To say "The MECHS will be so advanced and secure on their feed that they will not stumble." is very questinable too. Don't forget how many years of evolution were neccessary to create us with our legs. Our biological walking mechanism and the nervous system that is used to controll it are far more advanced than anything that could be build and still be called a machine. And still we stumble quite often, don't we? Even four legged animals stumble.
Another factor is that a future tank with an electrical propulsion might be very quiet and thus more "stealthy" than a MECH could ever be.
They can also travel through areas where no tank can, and one thing they can do is actually climb.
That again depends on the size and weight of the MECH. I doubt that there would be much oportunity to climb up things for a MECH that weights as much as a MBT. Not many buildings or natural walls are stable enough to allow something that weights 30 to 60 tons to climb up on it without tearing at least parts of it down, i guess.
If you want to reduce your frontal visibility, the mech can go into a prone position, like a solder trying to be a sniper. While it is up, its height provides a better vantage point for sensors, which can increase its range.
Maybe, but that would take time and if he has the time to go into a prone position, that wouldn't leave him better off than the tank is all the time. And the tank can actually move at maximum speed while always being in a prone position, if you will.
If the advantage of firing from a higher angle would outweight the disadvantage of being an easier target yourself, then modern tanks wouldn't become flater but higher. That development will surely even increase the more clever self guiding missles become. For a missle that guides itself to the target and performs a top attack on it, it does hardly matter whether it's launched from 2m above the ground or from 8m above the ground.
Mechs can be handy for lets say, building make shift bases on the spot.

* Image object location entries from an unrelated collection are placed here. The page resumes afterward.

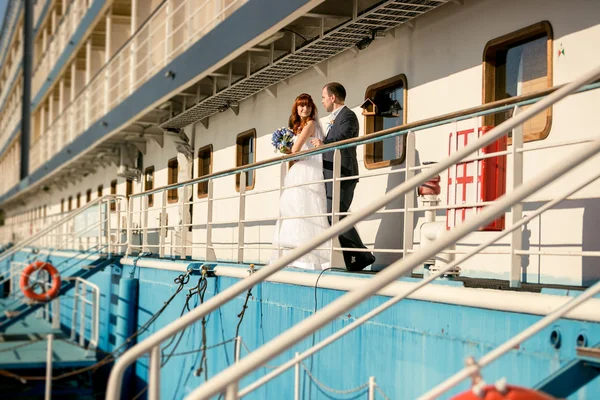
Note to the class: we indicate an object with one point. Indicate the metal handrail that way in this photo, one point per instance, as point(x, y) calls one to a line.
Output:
point(396, 299)
point(381, 280)
point(21, 245)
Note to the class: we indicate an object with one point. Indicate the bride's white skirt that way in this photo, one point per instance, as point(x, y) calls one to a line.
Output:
point(303, 201)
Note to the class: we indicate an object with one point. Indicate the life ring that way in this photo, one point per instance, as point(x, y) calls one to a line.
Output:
point(509, 392)
point(28, 290)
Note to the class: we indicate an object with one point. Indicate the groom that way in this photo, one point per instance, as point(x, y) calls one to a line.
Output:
point(342, 125)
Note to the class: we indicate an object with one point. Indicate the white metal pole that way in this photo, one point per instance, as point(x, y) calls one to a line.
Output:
point(311, 324)
point(238, 348)
point(297, 362)
point(394, 300)
point(154, 377)
point(48, 395)
point(372, 385)
point(114, 383)
point(517, 210)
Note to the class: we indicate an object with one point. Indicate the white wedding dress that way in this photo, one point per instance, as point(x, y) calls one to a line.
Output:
point(303, 201)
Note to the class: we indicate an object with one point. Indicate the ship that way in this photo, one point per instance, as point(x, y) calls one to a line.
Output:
point(141, 193)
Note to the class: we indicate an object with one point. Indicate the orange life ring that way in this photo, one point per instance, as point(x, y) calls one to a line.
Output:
point(28, 290)
point(491, 392)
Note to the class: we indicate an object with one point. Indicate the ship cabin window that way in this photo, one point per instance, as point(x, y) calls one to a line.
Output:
point(113, 190)
point(517, 64)
point(172, 195)
point(384, 108)
point(128, 187)
point(246, 154)
point(149, 184)
point(204, 168)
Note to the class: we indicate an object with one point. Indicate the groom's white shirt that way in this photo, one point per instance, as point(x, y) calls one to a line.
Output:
point(332, 118)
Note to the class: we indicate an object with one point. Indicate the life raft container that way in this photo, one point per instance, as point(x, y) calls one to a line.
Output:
point(28, 290)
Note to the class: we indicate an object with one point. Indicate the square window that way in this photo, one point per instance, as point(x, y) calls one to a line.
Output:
point(204, 168)
point(517, 64)
point(246, 154)
point(384, 108)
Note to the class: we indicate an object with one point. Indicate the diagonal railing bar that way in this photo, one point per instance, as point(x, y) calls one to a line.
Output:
point(313, 323)
point(396, 299)
point(338, 307)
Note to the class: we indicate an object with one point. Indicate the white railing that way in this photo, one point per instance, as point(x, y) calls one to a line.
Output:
point(171, 29)
point(167, 228)
point(58, 42)
point(99, 224)
point(86, 294)
point(227, 381)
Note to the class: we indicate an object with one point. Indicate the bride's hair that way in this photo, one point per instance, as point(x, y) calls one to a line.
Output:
point(296, 122)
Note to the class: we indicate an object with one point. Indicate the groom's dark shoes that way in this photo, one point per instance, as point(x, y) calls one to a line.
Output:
point(359, 261)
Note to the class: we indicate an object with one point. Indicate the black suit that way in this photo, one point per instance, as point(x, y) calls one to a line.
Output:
point(344, 127)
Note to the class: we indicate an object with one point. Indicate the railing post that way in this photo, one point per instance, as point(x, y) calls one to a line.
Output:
point(154, 376)
point(107, 55)
point(372, 385)
point(297, 377)
point(56, 313)
point(231, 392)
point(74, 311)
point(167, 31)
point(144, 224)
point(83, 303)
point(132, 48)
point(409, 197)
point(210, 251)
point(108, 225)
point(48, 394)
point(517, 209)
point(335, 197)
point(129, 216)
point(184, 222)
point(282, 173)
point(163, 225)
point(241, 217)
point(101, 225)
point(238, 348)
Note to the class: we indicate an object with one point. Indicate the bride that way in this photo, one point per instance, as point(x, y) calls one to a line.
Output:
point(306, 200)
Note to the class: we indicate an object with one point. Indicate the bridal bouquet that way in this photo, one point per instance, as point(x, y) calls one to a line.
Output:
point(283, 140)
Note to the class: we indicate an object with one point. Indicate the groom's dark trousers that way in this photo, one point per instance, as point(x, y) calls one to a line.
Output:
point(344, 127)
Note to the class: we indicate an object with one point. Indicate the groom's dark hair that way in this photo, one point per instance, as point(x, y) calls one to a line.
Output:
point(336, 89)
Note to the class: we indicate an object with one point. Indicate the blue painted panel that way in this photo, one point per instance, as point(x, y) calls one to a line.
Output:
point(246, 23)
point(409, 348)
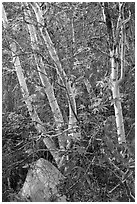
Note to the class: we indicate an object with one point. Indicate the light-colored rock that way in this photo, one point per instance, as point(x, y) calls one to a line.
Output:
point(41, 181)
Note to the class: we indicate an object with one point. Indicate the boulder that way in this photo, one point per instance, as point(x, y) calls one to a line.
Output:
point(41, 181)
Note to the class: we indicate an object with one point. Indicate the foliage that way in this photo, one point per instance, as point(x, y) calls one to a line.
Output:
point(95, 171)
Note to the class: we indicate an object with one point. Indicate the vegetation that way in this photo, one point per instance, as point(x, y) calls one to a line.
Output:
point(68, 76)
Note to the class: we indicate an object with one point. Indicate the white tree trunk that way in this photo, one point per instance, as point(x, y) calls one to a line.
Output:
point(45, 81)
point(57, 63)
point(38, 123)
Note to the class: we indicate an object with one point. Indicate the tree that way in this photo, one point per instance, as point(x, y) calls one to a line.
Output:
point(72, 61)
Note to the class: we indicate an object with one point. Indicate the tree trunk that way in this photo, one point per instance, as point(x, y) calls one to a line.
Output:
point(114, 41)
point(45, 81)
point(54, 56)
point(33, 114)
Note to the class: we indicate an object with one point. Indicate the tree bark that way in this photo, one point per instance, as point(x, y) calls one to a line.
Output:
point(33, 114)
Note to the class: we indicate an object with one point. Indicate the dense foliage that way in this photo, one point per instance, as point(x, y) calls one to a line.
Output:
point(96, 170)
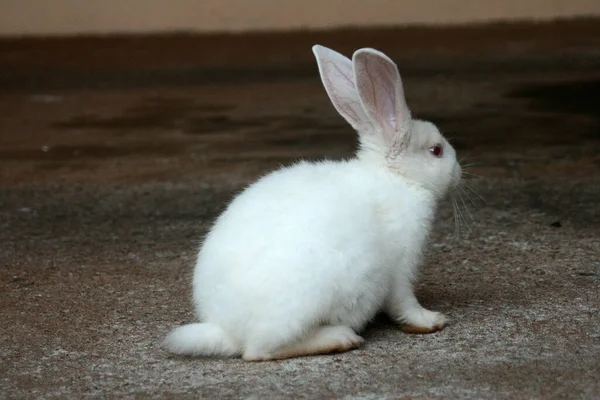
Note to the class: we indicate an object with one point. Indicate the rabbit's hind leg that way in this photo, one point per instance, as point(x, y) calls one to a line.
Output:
point(325, 339)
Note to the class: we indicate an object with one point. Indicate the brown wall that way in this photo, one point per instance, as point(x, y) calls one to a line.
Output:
point(109, 16)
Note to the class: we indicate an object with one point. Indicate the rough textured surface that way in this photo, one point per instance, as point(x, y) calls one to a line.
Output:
point(117, 153)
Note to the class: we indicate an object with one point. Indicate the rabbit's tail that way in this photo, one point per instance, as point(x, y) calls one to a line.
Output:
point(203, 339)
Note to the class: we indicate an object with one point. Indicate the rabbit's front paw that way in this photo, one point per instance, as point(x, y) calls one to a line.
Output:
point(423, 321)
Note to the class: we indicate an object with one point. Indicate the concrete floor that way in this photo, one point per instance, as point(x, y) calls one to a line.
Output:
point(117, 153)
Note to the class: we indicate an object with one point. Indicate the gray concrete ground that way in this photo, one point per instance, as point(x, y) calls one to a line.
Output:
point(117, 153)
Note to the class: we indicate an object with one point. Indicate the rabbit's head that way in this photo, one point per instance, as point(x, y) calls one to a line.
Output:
point(367, 91)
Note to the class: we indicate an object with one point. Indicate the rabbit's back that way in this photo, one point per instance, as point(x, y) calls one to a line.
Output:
point(301, 241)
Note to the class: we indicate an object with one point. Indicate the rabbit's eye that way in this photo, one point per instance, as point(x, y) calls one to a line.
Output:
point(436, 150)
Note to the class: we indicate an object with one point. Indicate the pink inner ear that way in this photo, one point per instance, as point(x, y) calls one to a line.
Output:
point(380, 90)
point(383, 79)
point(337, 75)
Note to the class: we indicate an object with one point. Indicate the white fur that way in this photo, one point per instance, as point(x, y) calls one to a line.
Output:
point(307, 255)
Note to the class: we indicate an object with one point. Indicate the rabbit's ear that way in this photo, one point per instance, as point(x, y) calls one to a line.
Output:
point(338, 78)
point(381, 93)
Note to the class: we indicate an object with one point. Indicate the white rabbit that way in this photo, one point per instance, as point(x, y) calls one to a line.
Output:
point(303, 258)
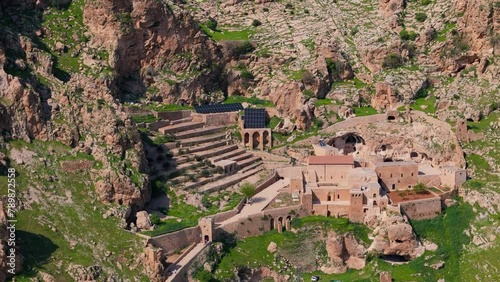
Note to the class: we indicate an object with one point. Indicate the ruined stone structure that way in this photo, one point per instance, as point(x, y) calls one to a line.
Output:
point(254, 133)
point(256, 138)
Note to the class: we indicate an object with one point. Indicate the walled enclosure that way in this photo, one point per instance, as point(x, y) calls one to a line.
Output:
point(422, 209)
point(260, 138)
point(216, 119)
point(172, 242)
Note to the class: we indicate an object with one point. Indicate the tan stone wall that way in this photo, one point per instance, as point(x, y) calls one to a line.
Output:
point(172, 242)
point(402, 177)
point(173, 115)
point(254, 138)
point(270, 181)
point(332, 173)
point(453, 179)
point(331, 210)
point(356, 213)
point(422, 209)
point(430, 180)
point(257, 224)
point(216, 119)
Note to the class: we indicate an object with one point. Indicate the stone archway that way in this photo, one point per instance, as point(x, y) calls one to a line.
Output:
point(265, 139)
point(246, 138)
point(256, 138)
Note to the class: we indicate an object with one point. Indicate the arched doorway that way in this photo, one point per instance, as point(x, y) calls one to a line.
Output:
point(256, 139)
point(265, 138)
point(246, 138)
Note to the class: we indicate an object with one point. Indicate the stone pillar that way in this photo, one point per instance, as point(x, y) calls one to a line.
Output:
point(261, 140)
point(250, 140)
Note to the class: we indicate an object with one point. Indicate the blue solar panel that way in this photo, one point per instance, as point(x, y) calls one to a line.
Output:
point(218, 108)
point(254, 118)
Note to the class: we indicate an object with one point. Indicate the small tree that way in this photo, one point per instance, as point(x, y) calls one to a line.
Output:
point(256, 22)
point(392, 60)
point(248, 190)
point(421, 17)
point(420, 188)
point(211, 24)
point(155, 219)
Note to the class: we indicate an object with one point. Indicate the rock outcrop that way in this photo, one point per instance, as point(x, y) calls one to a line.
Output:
point(344, 252)
point(146, 38)
point(394, 237)
point(7, 262)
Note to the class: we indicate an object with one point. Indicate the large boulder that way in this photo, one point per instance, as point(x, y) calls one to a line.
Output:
point(143, 221)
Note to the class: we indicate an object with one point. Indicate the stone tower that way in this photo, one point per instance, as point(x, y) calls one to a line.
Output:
point(461, 130)
point(356, 213)
point(207, 227)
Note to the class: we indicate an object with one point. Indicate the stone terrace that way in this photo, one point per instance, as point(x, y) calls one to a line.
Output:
point(189, 162)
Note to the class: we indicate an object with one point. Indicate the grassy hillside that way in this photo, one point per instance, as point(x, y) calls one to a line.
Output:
point(61, 225)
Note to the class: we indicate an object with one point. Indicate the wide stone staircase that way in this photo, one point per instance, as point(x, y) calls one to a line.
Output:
point(188, 162)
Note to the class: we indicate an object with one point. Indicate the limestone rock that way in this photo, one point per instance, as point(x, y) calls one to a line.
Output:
point(272, 247)
point(143, 221)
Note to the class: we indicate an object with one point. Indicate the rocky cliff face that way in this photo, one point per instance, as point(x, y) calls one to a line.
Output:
point(151, 44)
point(4, 249)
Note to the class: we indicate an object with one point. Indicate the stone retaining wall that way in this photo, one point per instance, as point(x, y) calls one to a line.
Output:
point(422, 209)
point(174, 115)
point(216, 119)
point(172, 242)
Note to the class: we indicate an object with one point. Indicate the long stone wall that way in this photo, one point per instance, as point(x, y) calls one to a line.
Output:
point(172, 242)
point(259, 223)
point(174, 115)
point(422, 209)
point(216, 119)
point(270, 181)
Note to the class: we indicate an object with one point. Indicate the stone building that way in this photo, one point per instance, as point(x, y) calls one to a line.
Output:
point(254, 133)
point(397, 175)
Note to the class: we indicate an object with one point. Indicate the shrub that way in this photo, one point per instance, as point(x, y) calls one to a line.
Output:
point(405, 35)
point(211, 24)
point(205, 202)
point(420, 188)
point(155, 219)
point(420, 17)
point(246, 74)
point(243, 48)
point(247, 189)
point(205, 173)
point(256, 22)
point(392, 60)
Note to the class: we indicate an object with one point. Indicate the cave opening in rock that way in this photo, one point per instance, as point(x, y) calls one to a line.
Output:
point(395, 258)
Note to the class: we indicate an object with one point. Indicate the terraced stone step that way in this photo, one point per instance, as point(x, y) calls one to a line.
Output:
point(228, 181)
point(201, 147)
point(185, 126)
point(247, 162)
point(250, 167)
point(199, 132)
point(202, 139)
point(241, 157)
point(228, 155)
point(216, 151)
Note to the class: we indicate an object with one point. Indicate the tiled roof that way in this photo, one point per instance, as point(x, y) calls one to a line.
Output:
point(331, 160)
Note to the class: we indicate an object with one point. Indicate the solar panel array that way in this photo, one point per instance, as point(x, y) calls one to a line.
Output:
point(220, 108)
point(254, 118)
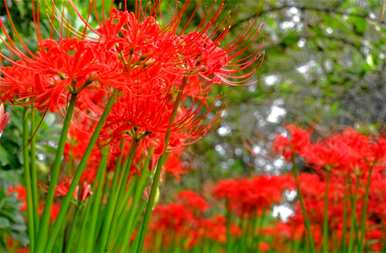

They are their own engineering and construction equipment.
OK, but it is very speculative to assume that something like that will be neccessary. As it looks today, the airlift-ability and all over mobility of armies will increase in the future, making temporary bases near the frontline less useful. Besides, there are tanks with pioneering equipment....
And to go back to nature...
When we look at nature we can see that all animals that rely on armour (like the turtle, the sea urchin, the lobster, the centipede and most bugs) have a flat, ducked body shape and a form that improves their ratio of body volume to surface. Because the smaller the surface, the more you can armour it without increasing the weight too much.
Considering that principle, the MECH really looks bad. You'd have to armour not just a relatively small structure but a lot of surface. The ratio of volume to weight would become ridiculous compared to a tank.
Of course they will have better, lighter armour in the future, but the principle remains. A tank using the same new super armour will still be way tougher and maybe even more agile due to the low center of gravity, than the MECH.
But if you reduce the MECHs armour drastically to gain mobility instead of protection, that makes it a competitor to the helicopter gunship. Another competition it cannot win, because it will never be as mobile and fast as the helicopter, just as it will never be as tough as the tank. So the MECH is a idea that is sitting between the chairs, so to say. And it will never make sense because the principles that cause it's inferiority to the two other systems are universal and cannot be changed by technological development, because every new technology that would be invented to make the MECH better, would also make the tank and/or the helicopter (or the antigravity flying saucer that might replace it some day) better.
Waylander
February 11th, 2007, 07:31 AM
Not to talk of the increased area which you have to cover with armor. Legs, arms, etc all add muich larger areas than a compact tank design.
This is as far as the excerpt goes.